Ryan has managed to do most of that locally. This year, there is just one player on the roster who is not from Wisconsin, Minnesota, Illinois or Ohio.

Rarely has Ryan plucked a highly touted prep star, but therein lies the second half of the Bo Ryan Process: the ripening. Only once in his Wisconsin career has a player (Devin Harris in 2004) left for the NBA early. The majority steadily develop and improve over four years. Ben Brust, Josh Gasser and Traevon Jackson have all taken significant steps and fit together like a puzzle. Center Frank Kaminsky has transformed from role-player to game-changer this season; Dick Vitale calls him the nation's most improved player. The Badgers have a debilitating matchup problem with most opponents in Kaminsky, who can battle in the paint or step out on the perimeter. He can dribble, he can shoot, he can distribute.

"For other teams it's so hard to try to stop him," Goodman said. "How many big guys like that can play post defense and perimeter defense? Not many. You run Kaminsky in a pick-and-roll and it's like, what do you do?"

Just as player development is a staple of Ryan's teams, so too are strong upperclassmen. The difference now is that he has secured a couple of instant impact guys in sophomore Sam Dekker and steady freshman Nigel Hayes. The blend has taken the Badgers over the top.

"Now that he's getting these freshmen to go with the usual players he develops," the Big Ten Network's Brent Yarina said, "I think we're about to see Wisconsin take a step forward and be a consistent national power."

Could such a formula work with the Gophers, a program that has struggled to land headline recruits and get over the hump in the rugged Big Ten? It certainly won't happen overnight. Ryan had the benefit of taking over a program that was left in good shape by former coach Dick Bennett. That Wisconsin and Ryan — a former Badgers assistant who returned in 2002 following only two seasons as a Division I coach, both at Wisconsin-Milwaukee — were established created optimism from those on the outside looking in. He could go after two- and three-star recruits without being scrutinized.

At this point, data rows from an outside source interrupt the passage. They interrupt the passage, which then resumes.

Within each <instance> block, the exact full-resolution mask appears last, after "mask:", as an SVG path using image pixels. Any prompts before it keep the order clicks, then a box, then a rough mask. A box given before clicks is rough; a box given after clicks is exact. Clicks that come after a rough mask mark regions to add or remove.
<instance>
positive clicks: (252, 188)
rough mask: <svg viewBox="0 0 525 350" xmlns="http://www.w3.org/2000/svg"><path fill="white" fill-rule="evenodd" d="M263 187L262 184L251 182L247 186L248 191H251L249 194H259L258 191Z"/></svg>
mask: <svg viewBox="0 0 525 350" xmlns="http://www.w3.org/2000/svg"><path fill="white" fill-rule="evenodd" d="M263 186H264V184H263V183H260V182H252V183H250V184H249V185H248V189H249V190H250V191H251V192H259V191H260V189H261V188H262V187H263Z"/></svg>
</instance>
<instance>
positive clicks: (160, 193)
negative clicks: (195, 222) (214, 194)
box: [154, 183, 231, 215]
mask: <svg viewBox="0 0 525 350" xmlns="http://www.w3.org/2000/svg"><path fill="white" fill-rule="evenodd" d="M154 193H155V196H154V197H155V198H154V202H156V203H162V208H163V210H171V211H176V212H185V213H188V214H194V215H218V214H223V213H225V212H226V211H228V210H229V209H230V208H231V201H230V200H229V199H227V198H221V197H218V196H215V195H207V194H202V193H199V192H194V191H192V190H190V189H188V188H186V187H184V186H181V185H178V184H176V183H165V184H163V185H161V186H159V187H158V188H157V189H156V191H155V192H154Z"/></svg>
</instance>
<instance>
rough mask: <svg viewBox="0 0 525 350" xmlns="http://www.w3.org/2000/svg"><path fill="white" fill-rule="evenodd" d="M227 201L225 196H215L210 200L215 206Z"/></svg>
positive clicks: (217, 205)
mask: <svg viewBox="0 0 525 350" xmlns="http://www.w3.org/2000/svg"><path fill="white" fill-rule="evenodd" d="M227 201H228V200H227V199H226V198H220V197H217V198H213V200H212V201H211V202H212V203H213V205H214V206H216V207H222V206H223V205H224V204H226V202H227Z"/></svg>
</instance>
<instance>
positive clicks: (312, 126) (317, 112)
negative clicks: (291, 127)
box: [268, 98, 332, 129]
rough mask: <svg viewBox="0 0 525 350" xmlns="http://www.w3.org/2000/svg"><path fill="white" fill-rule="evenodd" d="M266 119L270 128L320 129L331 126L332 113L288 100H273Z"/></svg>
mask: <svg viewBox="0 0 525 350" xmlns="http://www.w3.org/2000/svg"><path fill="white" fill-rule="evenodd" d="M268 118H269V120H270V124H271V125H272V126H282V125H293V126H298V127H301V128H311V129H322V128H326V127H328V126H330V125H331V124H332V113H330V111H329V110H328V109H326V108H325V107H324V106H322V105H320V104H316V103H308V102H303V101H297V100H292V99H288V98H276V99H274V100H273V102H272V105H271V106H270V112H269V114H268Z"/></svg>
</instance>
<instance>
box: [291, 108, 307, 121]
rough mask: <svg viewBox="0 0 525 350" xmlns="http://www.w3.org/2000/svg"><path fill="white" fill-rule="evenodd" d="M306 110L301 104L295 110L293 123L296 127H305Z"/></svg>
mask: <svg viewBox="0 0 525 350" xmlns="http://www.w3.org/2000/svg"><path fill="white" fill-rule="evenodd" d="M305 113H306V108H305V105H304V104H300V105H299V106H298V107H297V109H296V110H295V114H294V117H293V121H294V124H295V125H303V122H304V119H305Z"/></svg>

"If Pitino came in and said, 'I don't care, we're going to get all two-star kids' ­— what would the fan base say?" Borzello said. "They wouldn't be happy with that. They'd go, 'I don't want that, I want a good kid, I want top-100 kids, I want four- and five-star players.' So I think expectations play a factor."

And as Ryan is finding out this year, even with the right pieces, intangibles such as team chemistry can be the difference. Back in December, before Wisconsin dispensed eventual ACC champion Virginia in Charlottesville, Goodman attended a couple of practices and had to shake his head.

"You see it sometimes written or said, but in this case it's true — these guys genuinely like each other," he said. "You watch Bo Ryan with this team and you can tell — he loves this group. They keep him loose. Bo is kind of tight generally, but with this group, he's so loose. This group has changed Bo Ryan."

This group is two victories from once again collecting their water weapons. If the Badgers get there, Ryan can again bask in the makeshift shower and enjoy the fruits of his labor. It's what he has been building for more than a decade.